A World Bank study has found that a rise of one 1 meter (3.3 feet) in sea levels from global warming would force about 60 million people in developing countries to abandon their homes as waters submerged large swaths of coastal areas.

Rising sea levels would have the most drastic effect on populations in the Middle East, North Africa and East Asia, the study found, with inundation displacing about a tenth of the of the people from countries with large settlements in river delta areas such as Egypt and Vietnam.

The study, released Tuesday, used satellite maps and data to calculate the effect in 84 coastal developing countries. World Bank officials said they hoped their report would help international organizations and the countries affected plan for inevitable rises.

A one meter rise by the end of this century would reflect the high end of scientific estimates. The U.N. Intergovernmental Panel on Climate Change, or IPCC, which recently found a 90 percent certainty that human activity has caused escalating temperatures, projected that sea levels would rise by 18 to 59 centimeters (7 to 23 inches) by the end of this century.

A significantly larger rise could occur if ice sheets continue to melt. Other recent scientific papers have projected more dramatic rises, including a study published in the peer-review journal Science, which estimated a rise of between a half a meter and 1.4 meters (20 and 55 inches) by 2100.

Because carbon dioxide stays in the atmosphere for 100 years, sea levels will continue to rise for centuries to come, studies including the IPCC's have said.

"Knowing which countries will be most affected could allow better targeting of scarce available resources and could spur vulnerable nations to develop national adaptation plans now and avoid big losses later," one of the report's authors, Susmita Dasgupta, said in a statement. Relatively little has been done in developing countries so far, she said.

The World Bank's study calculated effects on people, economies, cities and farmlands that would occur at various sea level increases, ranging from one to five meters.

A rise of one meter would force more than 3 percent of the population in the Middle East and North Africa to leave coastal areas for higher ground, the report estimates. Nearly two percent of people living in all of East Asia would be affected.

In Egypt, much of the Nile Delta would be inundated, enveloping cities like Alexandria unless steps were taken to hold back the waters. The submerged area would displace more than nine percent of the population and wipe out more than six percent of the economy.

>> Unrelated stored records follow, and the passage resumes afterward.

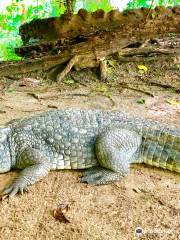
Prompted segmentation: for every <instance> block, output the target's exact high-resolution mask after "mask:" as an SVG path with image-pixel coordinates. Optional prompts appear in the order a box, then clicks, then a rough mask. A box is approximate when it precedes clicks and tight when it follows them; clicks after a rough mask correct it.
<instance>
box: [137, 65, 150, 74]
mask: <svg viewBox="0 0 180 240" xmlns="http://www.w3.org/2000/svg"><path fill="white" fill-rule="evenodd" d="M137 67H138V69H139V73H141V74H143V73H145V72H147V70H148V68H147V67H146V66H144V65H138V66H137Z"/></svg>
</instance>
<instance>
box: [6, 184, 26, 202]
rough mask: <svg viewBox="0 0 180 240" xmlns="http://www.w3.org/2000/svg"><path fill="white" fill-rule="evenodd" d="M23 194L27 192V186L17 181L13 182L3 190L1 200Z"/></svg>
mask: <svg viewBox="0 0 180 240" xmlns="http://www.w3.org/2000/svg"><path fill="white" fill-rule="evenodd" d="M24 192H28V189H27V186H26V185H25V184H22V183H21V182H19V181H15V182H14V183H12V184H11V185H10V186H9V187H7V188H5V189H4V191H3V193H2V196H3V197H2V198H3V199H5V198H8V197H14V196H15V195H16V194H17V193H21V194H23V193H24Z"/></svg>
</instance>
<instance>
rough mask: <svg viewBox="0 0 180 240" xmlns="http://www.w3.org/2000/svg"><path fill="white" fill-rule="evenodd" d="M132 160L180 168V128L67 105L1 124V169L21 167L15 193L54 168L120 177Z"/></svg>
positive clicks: (102, 176) (15, 185) (100, 182)
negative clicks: (75, 107) (83, 171)
mask: <svg viewBox="0 0 180 240" xmlns="http://www.w3.org/2000/svg"><path fill="white" fill-rule="evenodd" d="M131 163H145V164H149V165H152V166H156V167H161V168H163V169H168V170H171V171H174V172H177V173H180V128H178V127H175V126H169V125H166V124H163V123H160V122H157V121H153V120H148V119H143V118H139V117H135V116H131V115H129V114H127V113H124V112H117V111H104V110H100V109H76V108H67V109H59V110H52V111H48V112H44V113H41V114H39V115H35V116H32V117H27V118H23V119H17V120H13V121H11V122H9V123H7V124H6V125H5V126H3V127H1V128H0V173H4V172H8V171H10V170H12V169H21V171H20V174H19V175H18V177H17V178H16V179H15V180H14V181H13V182H12V183H11V184H10V185H9V186H8V187H7V188H5V189H4V190H3V192H2V195H4V196H6V197H7V196H8V197H13V196H14V195H15V194H16V193H18V192H20V193H23V192H24V191H26V190H27V187H28V186H29V185H31V184H33V183H35V182H36V181H38V180H40V179H42V178H43V177H44V176H46V175H47V174H48V173H49V171H50V170H56V169H84V175H83V176H82V182H85V183H89V184H97V185H99V184H107V183H110V182H112V181H119V180H121V179H122V178H123V177H124V176H126V175H127V174H128V172H129V168H130V164H131Z"/></svg>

Large parts of Vietnam, including the Mekong Delta, would become submerged under the scenario, with nearly 11 percent of the population losing their homes and more of 10 percent of the economy destroyed. More than 10 percent of urban areas and seven percent of agricultural lands would be lost, the report found.

Overall, a one meter rise would inundate 194,000 square kilometers (74,900 square miles) and 1.28 percent of the populations in 84 developing countries.